A Plea for a Loving (R)evolution

Love is in nature. Learn to recognize and enjoy it!
Love is in nature. Make it a part of yours.

One of the gifts of my stroke was learning to truly love myself. When I had the stroke, I was single and living alone in a tiny apartment. Although I had lots of friends and family supporting me in ways that were overwhelmingly touching, at the end of the day (or most any other time of the day) I was alone. It was up to me to decide how to best care for myself and how to get through this very difficult time. No one was there to check that I was following doctors’ orders, that I was doing the things that helped me to heal, mentally and physically, from the trauma I had experienced. Soon after the stroke, it became very obvious to me that if I did not treat myself in a loving manner, I would soon be dead. So I did, and in caring for and nurturing myself, I found that I was a pretty lovable person.

Just as important as learning to love myself was the lesson that self-love is innate.
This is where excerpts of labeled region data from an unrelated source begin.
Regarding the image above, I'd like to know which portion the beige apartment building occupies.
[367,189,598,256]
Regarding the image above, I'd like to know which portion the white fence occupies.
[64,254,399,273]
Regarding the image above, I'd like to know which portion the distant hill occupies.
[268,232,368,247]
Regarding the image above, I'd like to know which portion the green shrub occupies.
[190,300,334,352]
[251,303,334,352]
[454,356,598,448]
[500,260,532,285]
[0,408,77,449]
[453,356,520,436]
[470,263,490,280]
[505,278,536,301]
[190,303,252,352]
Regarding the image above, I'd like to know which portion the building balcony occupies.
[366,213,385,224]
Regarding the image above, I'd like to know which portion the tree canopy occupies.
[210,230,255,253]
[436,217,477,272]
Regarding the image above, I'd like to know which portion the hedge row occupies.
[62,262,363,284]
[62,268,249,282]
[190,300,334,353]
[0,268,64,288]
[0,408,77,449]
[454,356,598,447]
It is part of the Laws of Evolution, and it is our natural state of being. The proof of this is in Darwin’s theory of natural selection, which states that species develop through variations that increase the likelihood of the specie’s survival. This means that anything contrary to self-preservation is contrary to nature itself. Self-love is the means of ensuring self-preservation.

Before my stroke, I didn’t know how to experience self-love. I was constantly pushing myself to be more and do more in order to earn acceptance from others and myself. I put myself under ever-increasing pressure, ignoring warnings from both my doctor and my body. My lack of self-love was leading me to self-destruction, and an early death. Only through having a stroke and learning to care for myself have I started to truly live in a manner that is compatible with a long and healthy life.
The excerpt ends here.